Washington, D.C.’s cherry blossoms are expected to look their loveliest in early April, according to their stewards, the National Park Service. Here’s a guide to the blossoms and the festival celebrating them.
What: The National Cherry Blossom Festival, a chance to enjoy and celebrate the beauty of the cherry trees planted along Washington, D.C.’s Tidal Basin. The original trees were a gift of friendship from Japan to the United States in 1912.
Besides the opportunity to stroll among the blossoms, the festival offers paddle boat rides and ranger talks, as well as other events in the area, including a parade, a lantern lighting, a kite festival and a street festival.
When: This year’s Cherry Blossom Festival started last week and runs through April 14. The trees are expected to be at peak bloom beginning April 1*, according to the National Park Service. The park service says that peak bloom is “the day when 70% of the Yoshino Cherry (Prunus x yedoensis) blossoms are open.”

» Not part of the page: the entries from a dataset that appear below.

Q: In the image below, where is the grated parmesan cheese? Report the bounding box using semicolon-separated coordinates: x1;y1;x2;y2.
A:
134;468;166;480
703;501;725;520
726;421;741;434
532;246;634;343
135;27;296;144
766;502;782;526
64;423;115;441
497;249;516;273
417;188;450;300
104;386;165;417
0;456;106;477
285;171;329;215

Where: Much of the activity is centered around the Tidal Basin Welcome Area, off Maine Avenue Southwest near 15th Street Southwest. Events and activities will be offered there on weekends during the festival, daily during the week of peak bloom.
Outside the welcome area, events include the Blossom Kite Festival (10 a.m.-4:30 p.m. March 30) on the Washington Monument grounds, near 17th Street and Constitution Avenue Northwest; the Official Japanese Stone Lantern Lighting Ceremony (April 7) at Independence Avenue and 17th Street Southwest; the National Cherry Blossom Festival Parade (10 a.m.-noon April 13) along Constitution Avenue, from Seventh to 17th streets Northwest; the Sakura Matsuri Japanese Street Festival (10:30 a.m.-6 p.m. April 13) along Pennsylvania Avenue Northwest between Third and Seventh streets Northwest; and the Anacostia River Festival (1 p.m.-5 p.m. April 14) in Anacostia Park, Anacostia Drive and Good Hope Road Southeast.
How much: Walks along the Tidal Basin are free, as are most of the events associated with the Cherry Blossom Festival. Tickets for the Japanese Street Festival are $10-$50, free for kids 12 and under.
*This story has been updated with a revised peak-bloom projection from the National Park Service.